The exact value of α is difficult to find from first principles but can be obtained through a fitting procedure in which a power law function with three floating parameters are used. These parameters are the quantities appearing on the r.h.s of equation (8), i.e., Δ\( {\mathcal E} \)1, β and α. Rather than carrying out a blind search for the exponent that transforms the DFT-evaluated Ef(1/Lα) into a linear function, we constrain the fitting scheme to search for α in close proximity to the dimensionality-defined value of α = 2. This was the procedure carried out in every single case shown in Figs 2 and 3, all of which display excellent results. A formal derivation of the exponent α and how it depends on the charge transfer between host and impurity is a challenging task that deserves attention of the community working in this field. Once established, it will provide accurate values of formation and binding energies from computations involving only very small unit cell sizes. Meanwhile, even without full knowledge of how α scales with the charge transfer, calculations can be immensely simplified by the extrapolation scheme presented here.

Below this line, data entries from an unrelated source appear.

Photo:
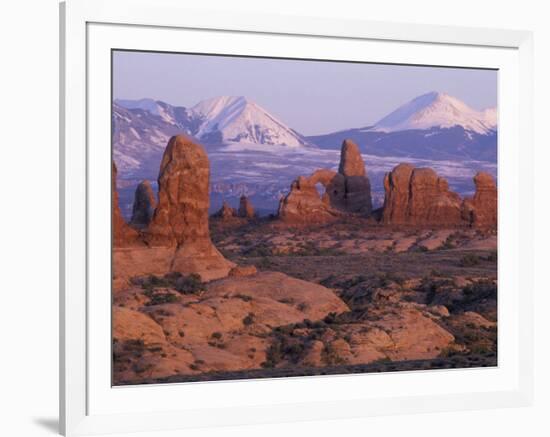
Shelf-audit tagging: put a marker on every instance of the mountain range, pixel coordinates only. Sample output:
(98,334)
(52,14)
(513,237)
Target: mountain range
(255,151)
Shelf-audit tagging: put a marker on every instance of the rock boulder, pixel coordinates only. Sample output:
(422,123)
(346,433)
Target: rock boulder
(419,197)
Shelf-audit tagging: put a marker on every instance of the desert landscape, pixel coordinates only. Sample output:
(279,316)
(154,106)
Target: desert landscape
(358,235)
(327,285)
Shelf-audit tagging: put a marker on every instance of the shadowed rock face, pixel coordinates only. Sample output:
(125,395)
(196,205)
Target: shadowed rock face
(351,162)
(481,210)
(357,185)
(144,205)
(182,212)
(303,204)
(347,191)
(246,209)
(417,196)
(178,237)
(123,234)
(226,212)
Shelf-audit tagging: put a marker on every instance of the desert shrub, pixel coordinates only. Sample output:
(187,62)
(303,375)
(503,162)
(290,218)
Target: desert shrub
(449,243)
(330,318)
(479,290)
(469,260)
(249,319)
(330,357)
(287,300)
(329,281)
(191,284)
(244,297)
(261,249)
(156,298)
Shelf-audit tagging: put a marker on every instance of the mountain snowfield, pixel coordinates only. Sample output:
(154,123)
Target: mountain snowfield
(254,153)
(229,119)
(438,110)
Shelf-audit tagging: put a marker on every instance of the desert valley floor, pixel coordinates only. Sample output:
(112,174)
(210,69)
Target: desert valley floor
(235,296)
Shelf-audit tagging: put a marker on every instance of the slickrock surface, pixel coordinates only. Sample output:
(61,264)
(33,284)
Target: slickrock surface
(144,205)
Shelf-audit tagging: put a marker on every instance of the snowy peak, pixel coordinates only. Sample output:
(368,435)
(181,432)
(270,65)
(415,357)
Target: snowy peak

In summary, we have derived a useful expression for the change in total energy due to the formation of an array of periodically spaced impurities in 2D materials. This expression captures how quantities like formation energy and binding energy scale with the size of the unit cell, which is so commonly used in supercell implementations of ab-initio calculations. Moreover, we demonstrate that these quantities may display very slow convergence rates when they are calculated through the usual procedure of increasing the size of unit cells for the specific case of systems that present a commensurability effect between the impurity-induced Friedel oscillations and the lattice. When that happens, prohibitively large unit cells may be needed to reach desirable accuracies. Rather than invalidating the methodology that is so prevalent in electronic-structure calculations of 2D materials, we argue that we can make the most of that slow convergence rate to introduce an extrapolation scheme that provides results with accuracy levels that would otherwise require enormously large unit cells. Furthermore, our expressions were derived with doped graphene sheets in mind but our approach is by no means exclusive of that material and has also been shown to work for other 2D structures with different types of dopants, namely substitutional and adsorbed impurities. Finally, although our conclusions were based on the DFT results used throughout this paper, any other computational tool implemented within the supercell representation is bound to display exactly the same behaviour and can be optimized through the proposed extrapolation scheme.